И проснулась под теми же ивами, но солнце уже давно зашло — только жёлтая полоска догорала на западном краю неба. Женщины-кошки нигде не было, и местность снова изменилась. Ушло из неё что-то... Живое дыхание, одухотворённость и разум исчезли, плоской и холодной стала земля, трава — жёсткой, а серебряная гладь реки — сумрачной и печальной. Душа ушла из этих мест, и всё вокруг стало мёртвым, блёклым, пустым, ненужным.

Невидимая тяжесть пригибала Олянку к земле, когда она плелась домой. Родители её уж хватились.

— Ты где пропадаешь, гулёна? — накинулась на неё матушка.

— Не шуми, мать, — усмехнулся отец. — С добрым молодцем, наверно, заболталась... Забыла ты, что ль, как сама молодой была?

Тут матушка вдруг заметила:

— Ох, дитятко, да на тебе лица нет! Что стряслось?

Не нашла Олянка в себе сил рассказать всё как есть, поэтому отмахнулась:

— Да ничего не случилось, голова просто разболелась. Уснула я у реки на солнышке.

— А я говорила, что на закате солнца спать нельзя, голова болеть станет! — назидательно подняла матушка палец. — Вот после заката — сколько угодно.

Бессонной была эта ночь для Олянки. Только под утро забылась она короткой, бесплодной, томительной дрёмой, а там уж и матушка поднялась, печь затопила, посудой загремела. Отец тоже поднялся и стал собираться на работу. Слышно было, как он смеётся и тормошит заспанных младших дочек, а те пищат, стонут и не хотят вставать. Эта ежеутренняя возня была милой, привычной, Олянка часто и сама вскакивала под неё со смехом, но сейчас тоскливо и беспокойно было у неё на душе. Как-то там Радимира? Поговорила ли с княгиней? Если да, то что ей та ответила? Не до смеха Олянке было, беду душа чуяла.

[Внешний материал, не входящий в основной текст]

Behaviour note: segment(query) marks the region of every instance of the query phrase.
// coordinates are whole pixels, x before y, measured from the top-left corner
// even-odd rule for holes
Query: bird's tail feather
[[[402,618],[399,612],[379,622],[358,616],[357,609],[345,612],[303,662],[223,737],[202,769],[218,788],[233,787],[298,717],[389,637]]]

А что, если всё это лишь померещилось ей? И не существовало никакой Радимиры на самом деле?!.. Что, если закатное солнце сыграло с ней злую шутку — напекло голову, замутило разум, напустило видений? И излучина реки — тоже не лучшее место. Там, где что-то гнётся, ломается — сила дурная, болезненная. Там и деревья кривые, и воздух странный, будто не хватает его: жадно ловит его грудь, тянет в себя, а всё никак не надышится... От этой мысли Олянка будто в ледяную пустоту провалилась.

Нет, не могла Радимира взяться в её голове просто так, ниоткуда. Ведь до сих пор Олянка о кошках и не помышляла, с чего бы они стали ей сниться? Неоткуда было взяться таким мыслям и мечтам, не могла она сама Радимиру выдумать.

Следующим вечером Олянка не стала ложиться на коварном закате, дождалась сумерек, но от тревоги сон долго не шёл к ней. Ночь опять выдалась тёплая и душная, в открытое окно воздух еле струился. Ни ветерка, ни свежести — никакого облегчения. Покрываясь испариной, Олянка ворочалась в постели. Спала она отдельно от младших, в своей собственной светёлке; как только выпорхнет она из родительского гнезда, комнату займёт следующая по старшинству сестра — так было задумано. Но «невестина светёлка» мало того что была крошечной и тесной, так ещё и не отапливалась, и зимой Олянка спала одетой, накрывшись набивным пуховым одеялом и овчинным полушубком. Зато окно выходило на юго-восток, и в ясные дни светёлку заливали солнечные лучи. Сидя возле окна за рукодельным столиком, Олянка вышивала, штопала, шила младшим рубашки и портки.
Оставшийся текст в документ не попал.